Tuesday, 15 January 2008

A View Across the Pond

Keen readers of The Poliblogs will know that every Tuesday I write the Politics Decoded column at The Wardman Wire. This is rather like a longer version of my daily Late Lunch Briefing post that I write here at the Poliblogs. As a result, there seems little point me doing a Late Lunch Briefing on a Tuesday as you can read all I have to say on British politics on the Wardman Wire.

However, do not be alarmed! Starting today I will be writing my weekly Tuesday column – “A View Across the Pond”. This will be my take on the American election from the safe distance of the UK. I hope you enjoy...

There are two things that have struck me most about the US presidential election:

Firstly, it takes them a year to actually get to the polls proper. While in the UK we are usually absolutely fed up with elections after the month of high energy, high profile campaigning, in America it appears to be treated more like a national sport. The media, the public, the candidates love it. They whoop and holler when their preferred candidate enters the room, usually accompanied by some patriotic soundtrack like Bruce Springsteen’s “Born in the USA”. In the UK the closest we got to that was Prescott dancing to D:Ream’s “Things can only get better” or the embarrassing scene of the South coast’s finest granny parade waving Tory and British flags at their annual conference. Like most things, the Americans just like to do things bigger and better than the Brits. Imagine one of prospective PMs got up on stage and started crying like Hilary Clinton did a couple of weeks ago? We’d have laughed them off stage and the thought of voting for them ever again just would not be an option. Yet when an American does it, it just somehow seems ok.
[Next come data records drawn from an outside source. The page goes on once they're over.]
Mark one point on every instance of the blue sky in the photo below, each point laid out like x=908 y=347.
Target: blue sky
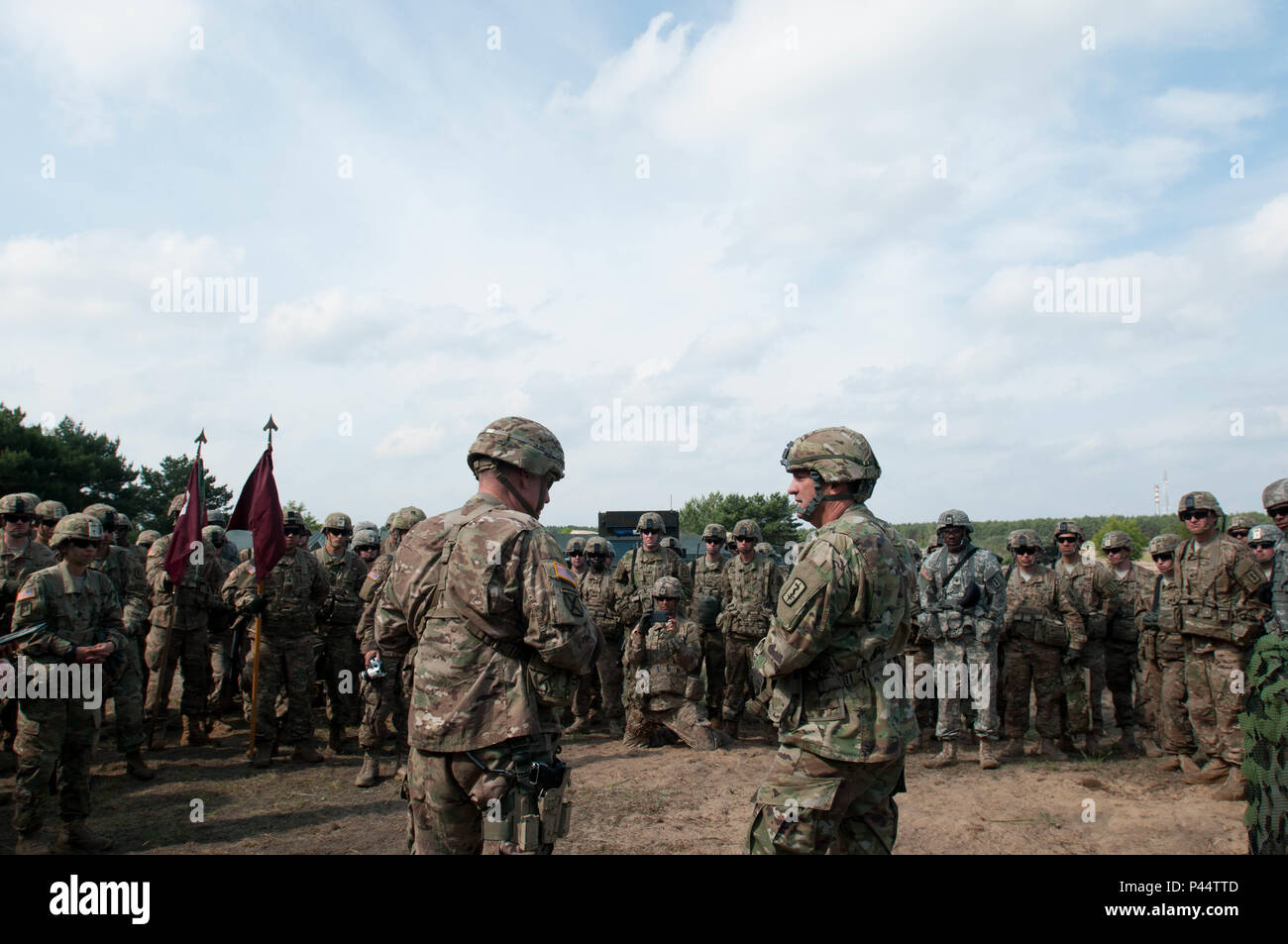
x=497 y=250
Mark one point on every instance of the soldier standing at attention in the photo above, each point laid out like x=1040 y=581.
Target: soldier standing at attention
x=500 y=635
x=840 y=618
x=962 y=603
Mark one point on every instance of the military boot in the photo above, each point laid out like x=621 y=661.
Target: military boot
x=138 y=768
x=1050 y=750
x=370 y=773
x=193 y=733
x=1014 y=749
x=77 y=837
x=1232 y=788
x=947 y=756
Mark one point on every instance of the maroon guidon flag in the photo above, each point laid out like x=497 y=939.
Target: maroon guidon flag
x=261 y=513
x=187 y=526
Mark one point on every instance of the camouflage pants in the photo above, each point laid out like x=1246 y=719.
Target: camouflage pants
x=686 y=720
x=189 y=651
x=282 y=661
x=381 y=700
x=1034 y=666
x=712 y=655
x=127 y=694
x=340 y=674
x=1120 y=675
x=451 y=800
x=738 y=651
x=52 y=730
x=811 y=805
x=965 y=666
x=1083 y=697
x=1211 y=670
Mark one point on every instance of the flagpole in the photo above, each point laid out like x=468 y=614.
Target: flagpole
x=259 y=623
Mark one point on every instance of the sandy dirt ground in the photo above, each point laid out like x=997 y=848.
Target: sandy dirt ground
x=658 y=801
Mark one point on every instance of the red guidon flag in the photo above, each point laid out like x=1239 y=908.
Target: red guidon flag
x=261 y=513
x=187 y=526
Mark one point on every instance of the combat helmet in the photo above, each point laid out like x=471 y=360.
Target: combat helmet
x=668 y=588
x=953 y=518
x=51 y=509
x=833 y=454
x=76 y=527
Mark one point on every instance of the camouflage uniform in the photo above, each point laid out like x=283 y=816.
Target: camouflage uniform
x=840 y=620
x=1039 y=625
x=294 y=590
x=500 y=635
x=1220 y=618
x=664 y=670
x=962 y=612
x=748 y=591
x=77 y=612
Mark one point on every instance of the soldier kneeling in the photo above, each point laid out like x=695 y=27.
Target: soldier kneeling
x=664 y=657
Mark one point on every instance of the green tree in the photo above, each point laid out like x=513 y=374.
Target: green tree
x=776 y=514
x=159 y=485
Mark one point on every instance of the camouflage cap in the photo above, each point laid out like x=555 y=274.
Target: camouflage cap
x=1263 y=532
x=17 y=504
x=1117 y=539
x=953 y=518
x=1274 y=494
x=835 y=454
x=668 y=588
x=76 y=527
x=652 y=520
x=1022 y=537
x=51 y=509
x=1198 y=501
x=519 y=442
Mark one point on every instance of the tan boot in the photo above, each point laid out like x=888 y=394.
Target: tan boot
x=1050 y=750
x=370 y=773
x=77 y=837
x=945 y=758
x=138 y=768
x=193 y=733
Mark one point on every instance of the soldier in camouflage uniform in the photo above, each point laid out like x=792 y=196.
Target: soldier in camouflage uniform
x=1041 y=623
x=707 y=604
x=48 y=514
x=1124 y=639
x=1222 y=612
x=82 y=626
x=1098 y=597
x=1265 y=719
x=640 y=567
x=962 y=604
x=179 y=636
x=664 y=662
x=500 y=635
x=123 y=567
x=294 y=591
x=1162 y=657
x=338 y=625
x=840 y=618
x=389 y=695
x=748 y=592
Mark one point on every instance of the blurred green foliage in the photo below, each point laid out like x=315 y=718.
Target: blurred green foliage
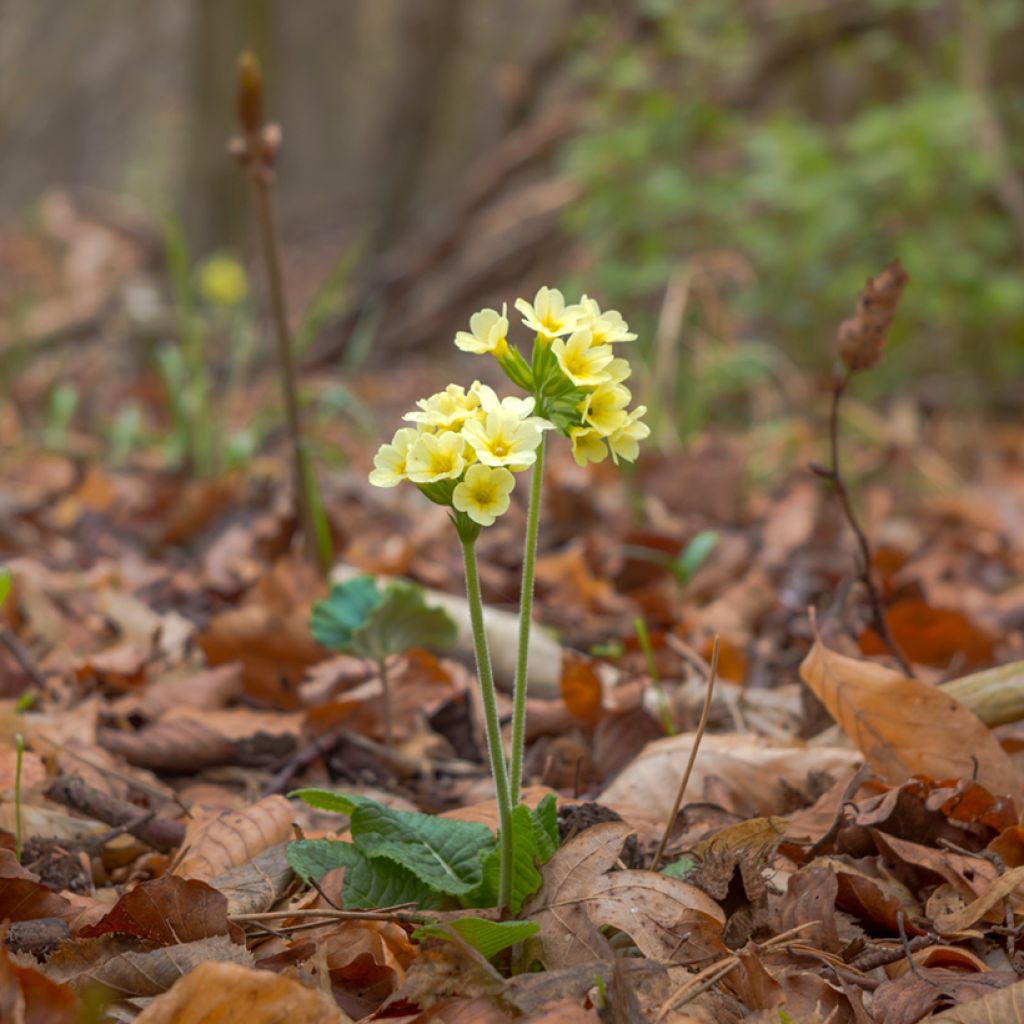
x=810 y=171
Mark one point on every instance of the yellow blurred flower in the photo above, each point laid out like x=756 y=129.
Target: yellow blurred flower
x=583 y=364
x=222 y=282
x=487 y=333
x=625 y=442
x=483 y=495
x=436 y=457
x=587 y=445
x=548 y=314
x=446 y=410
x=390 y=459
x=605 y=328
x=604 y=408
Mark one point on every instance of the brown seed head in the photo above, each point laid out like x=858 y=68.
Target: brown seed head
x=862 y=337
x=250 y=93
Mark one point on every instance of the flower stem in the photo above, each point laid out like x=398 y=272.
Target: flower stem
x=525 y=621
x=496 y=749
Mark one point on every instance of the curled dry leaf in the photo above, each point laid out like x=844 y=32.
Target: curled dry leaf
x=579 y=895
x=903 y=726
x=230 y=993
x=229 y=840
x=750 y=769
x=166 y=910
x=129 y=968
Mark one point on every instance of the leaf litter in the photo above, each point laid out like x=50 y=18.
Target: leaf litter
x=159 y=663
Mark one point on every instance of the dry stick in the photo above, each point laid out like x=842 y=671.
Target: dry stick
x=256 y=152
x=677 y=803
x=840 y=381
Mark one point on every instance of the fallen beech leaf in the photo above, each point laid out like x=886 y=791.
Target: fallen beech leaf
x=903 y=726
x=229 y=840
x=757 y=775
x=27 y=996
x=578 y=897
x=179 y=745
x=1005 y=1006
x=137 y=971
x=229 y=993
x=166 y=910
x=582 y=688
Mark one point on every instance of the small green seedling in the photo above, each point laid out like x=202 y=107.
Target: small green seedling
x=435 y=863
x=643 y=638
x=358 y=619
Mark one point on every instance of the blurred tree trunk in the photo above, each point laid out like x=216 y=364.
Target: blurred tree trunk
x=215 y=201
x=429 y=40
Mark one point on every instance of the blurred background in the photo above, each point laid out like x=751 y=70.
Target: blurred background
x=727 y=172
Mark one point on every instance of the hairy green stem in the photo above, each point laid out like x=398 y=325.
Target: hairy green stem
x=525 y=621
x=496 y=749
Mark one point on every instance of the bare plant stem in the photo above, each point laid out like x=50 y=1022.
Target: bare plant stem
x=525 y=623
x=834 y=473
x=496 y=749
x=385 y=699
x=678 y=802
x=306 y=492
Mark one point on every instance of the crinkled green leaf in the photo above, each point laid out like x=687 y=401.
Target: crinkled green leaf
x=402 y=620
x=487 y=937
x=531 y=846
x=312 y=858
x=328 y=800
x=681 y=868
x=347 y=607
x=446 y=855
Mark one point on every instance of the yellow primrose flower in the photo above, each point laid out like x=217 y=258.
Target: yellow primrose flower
x=390 y=459
x=436 y=457
x=483 y=495
x=489 y=402
x=222 y=282
x=487 y=333
x=625 y=442
x=548 y=314
x=604 y=408
x=619 y=370
x=605 y=328
x=583 y=364
x=504 y=439
x=587 y=445
x=446 y=410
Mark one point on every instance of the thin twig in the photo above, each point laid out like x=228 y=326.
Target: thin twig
x=834 y=473
x=677 y=803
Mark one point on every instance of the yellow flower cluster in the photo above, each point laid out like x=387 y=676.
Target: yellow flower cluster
x=464 y=449
x=465 y=445
x=576 y=374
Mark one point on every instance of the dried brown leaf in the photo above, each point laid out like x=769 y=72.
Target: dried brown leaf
x=229 y=840
x=903 y=726
x=578 y=897
x=231 y=993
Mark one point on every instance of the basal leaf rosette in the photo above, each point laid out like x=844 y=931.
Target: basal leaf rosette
x=573 y=374
x=464 y=448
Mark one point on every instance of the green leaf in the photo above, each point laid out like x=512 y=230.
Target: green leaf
x=535 y=839
x=327 y=800
x=312 y=858
x=681 y=868
x=695 y=553
x=402 y=620
x=486 y=937
x=346 y=608
x=444 y=854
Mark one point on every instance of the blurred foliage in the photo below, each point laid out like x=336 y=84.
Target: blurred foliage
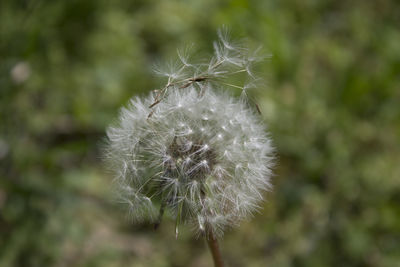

Secondly, it is the candidates themselves. We have Cameron, Brown and Clegg. A public school boy career politician, a Presbyterian economist and another public school boy career politician. The most exciting these three get is that one of them may or may not have dabbled in drugs as a teenager. Big deal. The US on the other hand can boast a Vietnam War veteran who turned down release from a prisoner of war camp for the sake of his men only to be tortured for five years; they have the Brooklyn boy who took on the Mafia and won then went on to become a national hero at 9/11. They have one of the most charismatic men in politics who wants to defy the odds to become the first black president. They have the ordained Southern Baptist minister who is in a rock band called Capitol Offense – and yes, he does support the death penalty. The list goes on. Some are brilliant; some, quite frankly, scare the hell out of me. But as a set of politicians, you have a range of characters all vying to be the most powerful man in the world. It is fascinating to watch, which is probably why it is getting so much coverage in the UK – more so than in previous years.

The question is, while it is great to watch would we really want UK politics to head down the same route? I suspect not. As with Clinton’s tears, the Americans can pull this sort of thing off. We Brits just end up looking like your dad when he’s had a few too many and starts dancing. Kinnock tried it at the Sheffield rally back in 1992 and he was last person to try it for a reason. It was one of the main factors in him losing the election. Can you imagine Brown holding a rally like the Republicans or Democrats have done in Iowa or New Hampshire? His fake smile is creepy enough for me thanks. I am not criticising the American way of doing things – in fact I love the way the Americans do it - I just don’t think it is what we want in the UK.